Research and Teaching Interests
DAVID O. SEARS is Professor of Psychology and Political Science,
former Dean of Social Sciences, and current Director of the Institute for
Social Science Research at the
University
of
California
,
Los Angeles
. Dr. Sears received his B.A. in History from
Stanford
University
, his Ph.D. in Psychology from
Yale
University
in 1962, and since then has taught at UCLA. He has held visiting faculty
positions at
Harvard
University
and the
University
of
California
,
Berkeley
, has been a Fellow at the Brookings Institution and the Center for
Advanced Study in the Behavioral Sciences, and has been a Guggenheim
Fellow. In 1991, he was elected Fellow of the
American
Academy
of Arts and Sciences; in 1992, President of the Society for the
Advancement of Socio-Economics; and in 1994, President of the
International Society of Political Psychology.
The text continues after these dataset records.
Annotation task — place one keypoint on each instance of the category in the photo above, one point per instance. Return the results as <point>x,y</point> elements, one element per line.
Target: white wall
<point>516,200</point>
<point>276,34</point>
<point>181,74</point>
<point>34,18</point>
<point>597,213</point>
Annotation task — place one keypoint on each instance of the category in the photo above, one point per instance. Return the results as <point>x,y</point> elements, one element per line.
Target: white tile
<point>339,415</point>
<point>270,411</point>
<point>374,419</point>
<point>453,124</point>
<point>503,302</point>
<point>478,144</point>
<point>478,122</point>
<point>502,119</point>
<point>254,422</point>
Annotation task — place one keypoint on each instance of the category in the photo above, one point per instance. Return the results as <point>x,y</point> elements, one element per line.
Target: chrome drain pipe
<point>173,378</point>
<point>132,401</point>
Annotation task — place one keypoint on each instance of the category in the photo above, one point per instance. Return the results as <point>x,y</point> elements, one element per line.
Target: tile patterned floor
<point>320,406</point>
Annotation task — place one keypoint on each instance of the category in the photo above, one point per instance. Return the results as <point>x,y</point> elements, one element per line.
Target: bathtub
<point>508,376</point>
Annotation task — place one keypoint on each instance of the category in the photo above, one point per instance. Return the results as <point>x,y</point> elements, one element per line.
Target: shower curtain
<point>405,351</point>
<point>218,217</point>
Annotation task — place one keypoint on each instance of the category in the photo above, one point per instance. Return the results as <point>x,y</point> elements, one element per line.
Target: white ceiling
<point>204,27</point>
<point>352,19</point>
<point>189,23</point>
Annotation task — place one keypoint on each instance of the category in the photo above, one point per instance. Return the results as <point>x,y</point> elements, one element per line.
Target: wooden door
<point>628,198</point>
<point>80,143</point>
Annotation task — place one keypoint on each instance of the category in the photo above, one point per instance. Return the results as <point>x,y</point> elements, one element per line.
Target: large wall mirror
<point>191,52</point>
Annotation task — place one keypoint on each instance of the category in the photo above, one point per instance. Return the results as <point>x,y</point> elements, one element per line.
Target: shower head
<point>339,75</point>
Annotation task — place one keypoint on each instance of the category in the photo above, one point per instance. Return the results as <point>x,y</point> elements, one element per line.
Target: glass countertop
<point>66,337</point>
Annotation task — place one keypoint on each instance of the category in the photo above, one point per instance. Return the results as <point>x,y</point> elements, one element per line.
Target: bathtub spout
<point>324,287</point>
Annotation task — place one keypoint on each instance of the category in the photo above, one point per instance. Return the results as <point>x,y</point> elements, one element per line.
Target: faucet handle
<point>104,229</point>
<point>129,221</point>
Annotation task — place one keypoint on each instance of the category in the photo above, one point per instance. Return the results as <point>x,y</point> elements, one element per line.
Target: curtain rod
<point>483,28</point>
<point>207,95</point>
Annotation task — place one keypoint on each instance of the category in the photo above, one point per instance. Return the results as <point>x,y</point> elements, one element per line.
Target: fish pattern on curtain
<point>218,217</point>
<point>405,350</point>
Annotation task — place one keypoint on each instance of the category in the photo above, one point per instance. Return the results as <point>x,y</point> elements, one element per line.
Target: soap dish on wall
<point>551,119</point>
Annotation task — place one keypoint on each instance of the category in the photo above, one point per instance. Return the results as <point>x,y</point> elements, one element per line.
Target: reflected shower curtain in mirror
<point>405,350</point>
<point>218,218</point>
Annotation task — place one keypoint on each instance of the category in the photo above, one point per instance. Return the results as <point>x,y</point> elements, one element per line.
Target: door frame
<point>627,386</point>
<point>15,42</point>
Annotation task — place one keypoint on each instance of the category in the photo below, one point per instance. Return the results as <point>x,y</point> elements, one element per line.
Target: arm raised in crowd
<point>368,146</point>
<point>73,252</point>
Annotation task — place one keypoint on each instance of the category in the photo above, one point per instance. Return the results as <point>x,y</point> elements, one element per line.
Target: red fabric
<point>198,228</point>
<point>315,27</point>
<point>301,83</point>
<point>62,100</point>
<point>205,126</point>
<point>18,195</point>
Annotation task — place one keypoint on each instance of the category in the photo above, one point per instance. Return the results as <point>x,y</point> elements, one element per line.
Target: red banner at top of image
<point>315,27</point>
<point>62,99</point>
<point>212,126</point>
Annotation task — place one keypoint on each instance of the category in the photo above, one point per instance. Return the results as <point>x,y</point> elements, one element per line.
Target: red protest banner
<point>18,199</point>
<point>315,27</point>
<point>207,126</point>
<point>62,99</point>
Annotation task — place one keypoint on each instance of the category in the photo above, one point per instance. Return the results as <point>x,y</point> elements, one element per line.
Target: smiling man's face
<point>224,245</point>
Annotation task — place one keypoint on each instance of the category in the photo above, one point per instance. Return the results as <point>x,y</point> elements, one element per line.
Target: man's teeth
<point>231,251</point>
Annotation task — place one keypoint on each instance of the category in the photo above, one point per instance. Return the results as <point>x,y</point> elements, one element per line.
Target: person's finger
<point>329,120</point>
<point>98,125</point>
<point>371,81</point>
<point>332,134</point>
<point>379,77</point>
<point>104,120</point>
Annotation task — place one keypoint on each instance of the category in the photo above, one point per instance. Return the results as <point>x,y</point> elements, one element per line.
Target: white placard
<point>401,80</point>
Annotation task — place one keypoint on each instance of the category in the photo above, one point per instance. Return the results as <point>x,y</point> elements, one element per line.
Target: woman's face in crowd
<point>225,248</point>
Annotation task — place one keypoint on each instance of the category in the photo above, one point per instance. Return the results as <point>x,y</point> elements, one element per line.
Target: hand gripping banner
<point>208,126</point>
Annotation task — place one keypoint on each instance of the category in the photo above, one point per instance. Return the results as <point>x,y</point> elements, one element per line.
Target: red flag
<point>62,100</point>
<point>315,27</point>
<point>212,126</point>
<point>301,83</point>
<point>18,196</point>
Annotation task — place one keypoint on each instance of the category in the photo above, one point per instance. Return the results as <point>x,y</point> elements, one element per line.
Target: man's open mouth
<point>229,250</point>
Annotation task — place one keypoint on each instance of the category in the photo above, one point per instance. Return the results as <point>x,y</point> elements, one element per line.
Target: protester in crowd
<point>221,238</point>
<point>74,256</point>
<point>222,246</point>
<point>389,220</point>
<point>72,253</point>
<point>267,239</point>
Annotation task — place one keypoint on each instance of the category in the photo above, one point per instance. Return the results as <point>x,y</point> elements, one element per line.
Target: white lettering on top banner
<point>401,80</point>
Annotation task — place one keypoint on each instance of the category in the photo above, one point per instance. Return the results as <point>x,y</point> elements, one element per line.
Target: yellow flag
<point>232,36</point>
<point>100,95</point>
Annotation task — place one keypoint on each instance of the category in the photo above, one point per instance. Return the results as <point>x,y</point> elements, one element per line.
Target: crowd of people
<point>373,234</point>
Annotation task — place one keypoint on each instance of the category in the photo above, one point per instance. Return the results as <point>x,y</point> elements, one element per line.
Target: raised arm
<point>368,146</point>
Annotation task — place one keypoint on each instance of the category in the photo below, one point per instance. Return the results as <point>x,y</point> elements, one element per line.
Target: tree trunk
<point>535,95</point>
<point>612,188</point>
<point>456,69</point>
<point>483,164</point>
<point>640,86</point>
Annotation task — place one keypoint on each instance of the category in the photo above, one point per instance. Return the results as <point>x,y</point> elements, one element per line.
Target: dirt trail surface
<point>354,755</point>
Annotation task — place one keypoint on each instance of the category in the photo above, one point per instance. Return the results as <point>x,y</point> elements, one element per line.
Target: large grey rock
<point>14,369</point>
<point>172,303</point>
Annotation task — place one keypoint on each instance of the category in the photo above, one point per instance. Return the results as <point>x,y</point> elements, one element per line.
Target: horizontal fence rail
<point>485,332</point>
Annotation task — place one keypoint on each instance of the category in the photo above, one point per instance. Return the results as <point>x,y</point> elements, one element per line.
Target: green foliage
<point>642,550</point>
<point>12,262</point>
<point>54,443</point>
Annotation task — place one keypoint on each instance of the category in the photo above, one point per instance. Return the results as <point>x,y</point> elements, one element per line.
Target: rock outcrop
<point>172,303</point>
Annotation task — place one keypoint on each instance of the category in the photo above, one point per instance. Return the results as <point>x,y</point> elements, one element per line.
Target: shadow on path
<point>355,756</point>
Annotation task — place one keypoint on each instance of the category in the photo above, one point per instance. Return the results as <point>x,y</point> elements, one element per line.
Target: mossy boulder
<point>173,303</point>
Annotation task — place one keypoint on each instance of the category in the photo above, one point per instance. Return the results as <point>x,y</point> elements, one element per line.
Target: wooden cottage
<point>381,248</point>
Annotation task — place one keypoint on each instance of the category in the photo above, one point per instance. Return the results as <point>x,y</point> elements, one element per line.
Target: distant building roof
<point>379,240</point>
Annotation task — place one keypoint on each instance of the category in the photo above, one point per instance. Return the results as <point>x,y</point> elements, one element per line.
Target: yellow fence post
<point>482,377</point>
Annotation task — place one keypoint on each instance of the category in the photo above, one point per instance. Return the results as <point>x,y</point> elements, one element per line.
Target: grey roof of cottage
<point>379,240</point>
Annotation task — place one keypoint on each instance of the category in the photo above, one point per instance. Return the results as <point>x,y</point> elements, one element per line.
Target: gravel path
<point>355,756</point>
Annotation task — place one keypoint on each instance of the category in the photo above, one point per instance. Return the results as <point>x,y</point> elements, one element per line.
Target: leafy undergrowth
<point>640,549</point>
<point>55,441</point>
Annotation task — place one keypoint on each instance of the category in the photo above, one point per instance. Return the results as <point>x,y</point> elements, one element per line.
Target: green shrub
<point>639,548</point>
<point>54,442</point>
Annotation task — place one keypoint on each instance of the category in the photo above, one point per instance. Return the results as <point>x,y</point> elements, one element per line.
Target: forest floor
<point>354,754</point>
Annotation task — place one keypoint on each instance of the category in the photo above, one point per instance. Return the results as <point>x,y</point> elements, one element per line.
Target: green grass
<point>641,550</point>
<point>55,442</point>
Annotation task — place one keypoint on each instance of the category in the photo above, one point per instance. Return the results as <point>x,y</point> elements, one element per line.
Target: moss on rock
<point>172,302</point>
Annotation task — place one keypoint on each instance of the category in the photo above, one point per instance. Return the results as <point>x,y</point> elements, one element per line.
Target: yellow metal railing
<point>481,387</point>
His books include
Public Opinion (with Robert E. Lane), The Politics of Violence: The New
Urban Blacks and the Watts Riot (with John B. McConahay), Tax Revolt:
Something for Nothing in California (with Jack Citrin), Political
Cognition (edited with Richard R. Lau), Racialized Politics: The Debate
about Racism in America (edited with Jim Sidanius and Lawrence Bobo),
Social Psychology (12 editions, currently co-authored with Shelley E.
Taylor and L. Anne Peplau), and the Handbook of Political Psychology
(edited with Leonie Huddy and Robert Jervis). He has published articles
and book chapters on a wide variety of topics, including attitude change,
mass communications, ghetto riots, political socialization, voting
behavior, and race and politics.
CURRENT RESEARCH INTERESTS (September 14, 2007)
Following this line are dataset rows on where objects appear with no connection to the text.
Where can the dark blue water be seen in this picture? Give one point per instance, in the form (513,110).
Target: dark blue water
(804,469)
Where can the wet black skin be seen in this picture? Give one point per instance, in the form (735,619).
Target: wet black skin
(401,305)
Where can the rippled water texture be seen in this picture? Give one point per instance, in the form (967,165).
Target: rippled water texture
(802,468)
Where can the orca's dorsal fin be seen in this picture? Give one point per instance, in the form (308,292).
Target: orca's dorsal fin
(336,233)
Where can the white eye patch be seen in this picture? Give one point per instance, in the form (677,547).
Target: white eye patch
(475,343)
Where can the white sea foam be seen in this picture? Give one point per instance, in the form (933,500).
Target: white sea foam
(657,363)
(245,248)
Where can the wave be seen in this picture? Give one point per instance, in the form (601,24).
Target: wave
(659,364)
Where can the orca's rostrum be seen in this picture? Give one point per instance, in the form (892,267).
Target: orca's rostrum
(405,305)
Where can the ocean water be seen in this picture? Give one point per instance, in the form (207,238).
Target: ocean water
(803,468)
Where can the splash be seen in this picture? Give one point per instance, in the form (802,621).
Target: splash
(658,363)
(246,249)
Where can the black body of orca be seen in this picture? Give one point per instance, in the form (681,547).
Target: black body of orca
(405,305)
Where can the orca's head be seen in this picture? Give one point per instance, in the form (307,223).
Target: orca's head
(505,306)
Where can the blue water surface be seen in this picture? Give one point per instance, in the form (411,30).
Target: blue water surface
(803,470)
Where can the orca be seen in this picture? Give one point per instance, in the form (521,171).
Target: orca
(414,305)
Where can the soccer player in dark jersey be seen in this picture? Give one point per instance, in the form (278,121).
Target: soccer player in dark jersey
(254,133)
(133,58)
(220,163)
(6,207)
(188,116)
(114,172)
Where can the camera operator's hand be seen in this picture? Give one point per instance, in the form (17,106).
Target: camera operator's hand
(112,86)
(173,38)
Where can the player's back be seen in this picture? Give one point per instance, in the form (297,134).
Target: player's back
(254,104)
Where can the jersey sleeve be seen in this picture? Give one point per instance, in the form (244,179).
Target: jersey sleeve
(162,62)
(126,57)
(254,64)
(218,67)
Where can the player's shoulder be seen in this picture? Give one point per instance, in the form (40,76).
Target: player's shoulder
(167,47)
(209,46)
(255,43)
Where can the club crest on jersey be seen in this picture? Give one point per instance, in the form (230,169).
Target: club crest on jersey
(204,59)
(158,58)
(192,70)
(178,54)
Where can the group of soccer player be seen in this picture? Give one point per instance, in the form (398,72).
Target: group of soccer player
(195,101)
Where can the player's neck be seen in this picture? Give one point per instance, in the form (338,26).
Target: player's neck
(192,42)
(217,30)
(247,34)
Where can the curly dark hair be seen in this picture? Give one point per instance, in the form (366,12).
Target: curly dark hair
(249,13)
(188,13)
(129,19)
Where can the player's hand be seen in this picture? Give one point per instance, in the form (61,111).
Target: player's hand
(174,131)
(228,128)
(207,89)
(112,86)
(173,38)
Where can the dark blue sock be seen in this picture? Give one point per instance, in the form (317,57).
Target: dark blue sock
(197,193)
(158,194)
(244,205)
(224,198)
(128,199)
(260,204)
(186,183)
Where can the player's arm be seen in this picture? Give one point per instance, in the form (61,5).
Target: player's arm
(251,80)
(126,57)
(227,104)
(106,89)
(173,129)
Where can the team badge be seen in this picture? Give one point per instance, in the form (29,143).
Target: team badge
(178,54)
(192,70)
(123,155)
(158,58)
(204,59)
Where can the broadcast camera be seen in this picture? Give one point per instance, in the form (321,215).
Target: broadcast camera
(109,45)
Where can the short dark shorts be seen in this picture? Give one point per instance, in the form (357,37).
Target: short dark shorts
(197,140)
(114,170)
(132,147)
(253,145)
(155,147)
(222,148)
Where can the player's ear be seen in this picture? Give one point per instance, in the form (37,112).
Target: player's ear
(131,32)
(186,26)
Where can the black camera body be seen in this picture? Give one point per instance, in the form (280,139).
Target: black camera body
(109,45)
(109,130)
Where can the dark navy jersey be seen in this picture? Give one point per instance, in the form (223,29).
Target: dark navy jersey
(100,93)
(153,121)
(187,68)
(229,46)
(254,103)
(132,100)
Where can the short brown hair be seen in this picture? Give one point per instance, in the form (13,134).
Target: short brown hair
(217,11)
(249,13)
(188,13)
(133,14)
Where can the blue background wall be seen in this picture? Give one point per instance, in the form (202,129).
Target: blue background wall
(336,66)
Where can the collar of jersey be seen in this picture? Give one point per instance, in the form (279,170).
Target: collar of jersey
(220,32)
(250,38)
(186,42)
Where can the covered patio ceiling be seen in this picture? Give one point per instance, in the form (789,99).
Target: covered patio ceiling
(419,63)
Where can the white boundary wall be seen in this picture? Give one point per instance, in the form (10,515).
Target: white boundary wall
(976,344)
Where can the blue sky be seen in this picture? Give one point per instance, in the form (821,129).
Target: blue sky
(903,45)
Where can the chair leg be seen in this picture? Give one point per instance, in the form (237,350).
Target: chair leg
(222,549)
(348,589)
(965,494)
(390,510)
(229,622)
My general research interests are in social psychology; political
psychology; intergroup conflict; attitudes and the life cycle. My current
research falls into five specific areas:
1. Racism in politics. A number of projects continue my interest in the
origins and effects of a "new," post-civil-rights era, racism in
politics, which we describe as "symbolic racism." It is the most
common and most politically powerful form of racism in American politics
today. We also have pursued the idea of "black exceptionalism,"
that white Americans treat Latinos and Asian Americans more like the
European immigrants of a century ago than like African Americans, who
continue to face a relatively impermeable color line (with Danny Osborne,
P.J. Henry, Chris Tarman, and Colette van Laar).
2. Southern realignment to the Republican party. A related line of
research investigates the long-term continuities of racial politics in the
South. In particular it examines the role of white racism, based in a long
history of racial antagonism in the South, and today embedded in Christian
fundamentalism, as a force that has successfully moved many white
Southerners to the Republican party (with Nicholas Valentino).
3. Political multiculturalism. The expanded ethnic and racial diversity in
the
United States
and other western nations has brought with it proposals for greater formal
recognition of ethnic and racial identity in politics, law, and other
social institutions, growing out of the "multicultural"
movement. This raises a number of important psychological questions,
concerning the determinants of strong ethnic identity, the role of
exposure to American racial politics (as opposed to assimilationist
tendencies) in determining the long-term integration of immigrant
minorities, the complex links between American and ethnic identity among
ethnic minorities, and the determinants of white Americans' attitudes
toward immigration, liberal language policies, affirmative action, and
other ethnic entitlements (with Jack Citrin, P.J. Henry, and Vika Savalei).
4. The effects of terrorist attacks on domestic intergroup relations. It
was widely speculated that the terrorist attacks of September 11 produced
a reduction in intergroup tensions within the
United States
, as Americans of all creeds and colors came together in a united front.
That is a testable social psychological proposition (with Ludwin Molina
and Sabrina Pagano).
5. Life cycle effects on attitudes. I continue to
maintain a long-term interest in the effects of early political
socialization, especially on politically important attitudes such as
partisanship, ideology, racism, and ethnic identity. This raises
fundamental questions about the relative power of realistic adulthood
forces (such as self-interest) as opposed to the residues of
pre-adulthood, or early-adult, attitudes in determining attitudes toward
political issues in later adulthood (with P. J. Henry, Kate Fu, Carolyn
Funk, Gail Sahar, and Nicholas Valentino).